Think of litmus as ClamAV for AI-powered malware detection: a local scanner backed by open models that improve as newly observed malware behavior is captured, labeled, and folded back through cyclotron, Atomdrift's live training loop.

Hand it a path; it scans, classifies, and exits with a status code your CI can act on. Whatever cleave decomposes, litmus classifies — across 20+ languages and six binary formats. Everything runs locally and deterministically: the same input always yields the same verdict — no network, no API keys, no telemetry, no probabilistic LLM output.

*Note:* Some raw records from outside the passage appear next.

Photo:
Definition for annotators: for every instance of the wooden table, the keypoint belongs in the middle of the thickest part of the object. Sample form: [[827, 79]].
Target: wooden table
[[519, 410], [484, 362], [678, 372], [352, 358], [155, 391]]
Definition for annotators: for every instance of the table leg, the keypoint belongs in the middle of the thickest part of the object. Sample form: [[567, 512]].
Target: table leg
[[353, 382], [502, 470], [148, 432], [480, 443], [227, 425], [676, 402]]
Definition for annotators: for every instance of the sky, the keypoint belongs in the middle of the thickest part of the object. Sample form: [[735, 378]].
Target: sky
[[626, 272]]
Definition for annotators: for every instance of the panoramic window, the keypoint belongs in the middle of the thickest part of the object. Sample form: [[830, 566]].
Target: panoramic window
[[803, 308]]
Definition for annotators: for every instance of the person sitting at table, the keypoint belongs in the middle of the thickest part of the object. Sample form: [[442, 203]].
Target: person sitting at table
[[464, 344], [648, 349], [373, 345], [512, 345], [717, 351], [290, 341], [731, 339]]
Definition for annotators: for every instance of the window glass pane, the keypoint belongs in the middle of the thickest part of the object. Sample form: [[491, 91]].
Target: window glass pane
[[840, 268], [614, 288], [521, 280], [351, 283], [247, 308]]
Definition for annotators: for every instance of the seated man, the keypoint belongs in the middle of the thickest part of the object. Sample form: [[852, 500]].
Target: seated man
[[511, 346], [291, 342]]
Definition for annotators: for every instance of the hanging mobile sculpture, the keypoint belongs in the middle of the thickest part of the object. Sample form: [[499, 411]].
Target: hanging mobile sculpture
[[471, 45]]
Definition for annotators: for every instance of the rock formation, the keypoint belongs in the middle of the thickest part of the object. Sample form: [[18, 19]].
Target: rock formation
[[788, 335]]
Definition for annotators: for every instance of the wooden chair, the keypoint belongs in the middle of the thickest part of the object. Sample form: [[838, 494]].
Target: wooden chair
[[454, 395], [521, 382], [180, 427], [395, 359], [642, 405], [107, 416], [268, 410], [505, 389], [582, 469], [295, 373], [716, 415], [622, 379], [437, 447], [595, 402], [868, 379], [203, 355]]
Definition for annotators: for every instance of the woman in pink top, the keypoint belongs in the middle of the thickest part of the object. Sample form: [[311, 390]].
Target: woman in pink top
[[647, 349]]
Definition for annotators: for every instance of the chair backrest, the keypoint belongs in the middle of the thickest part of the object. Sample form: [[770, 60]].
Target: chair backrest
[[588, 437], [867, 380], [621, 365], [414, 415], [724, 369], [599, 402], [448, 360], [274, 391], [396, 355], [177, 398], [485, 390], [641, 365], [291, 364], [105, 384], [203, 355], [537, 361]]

Today it runs scan-v16 from litmus-models by default, with preview support for azoth ensemble bundles — a general model plus optional specialists, routed per file. The default model is still beta quality — false positives are real, false negatives are real, and the thresholds will move. Use it for triage and evaluation; don't wire it into a production gate yet. Litmus runs any model trained on cleave's capability schema, so if neither the defaults (--threshold-hostile, --threshold-suspicious) nor the model match your threat model, swap them.

Capabilities

• File scanning — files, directories, and archives, classified against a local AI model
• Process scanning — running processes, by way of the on-disk image (memory-resident analysis is not yet implemented)
• Pluggable models — runs any model trained on cleave's capability schema
• Ensemble bundles (preview) — azoth-style bundles with a general model plus optional per-filetype and per-filegroup specialists, routed at scan time
• Worker telemetry — Hopper workers report litmus and traits versions, RSS, load, and available tools

Differential analysis — comparing two versions of a package to surface newly-introduced malicious capabilities — is in development. It's aimed at catching compromised dependency updates, where the signal is the diff, not the artifact.

Install

Homebrew (macOS or Linux):

brew tap atomdrift/tap https://codeberg.org/atomdrift/homebrew-tap.git

brew install atomdrift/tap/litmus

From source

git clone --depth 1 https://codeberg.org/atomdrift/litmus.git
make install

Usage

$ litmus scan <path>

For more thorough results, install Rizin (binary reverse-engineering) and UPX (unpacker).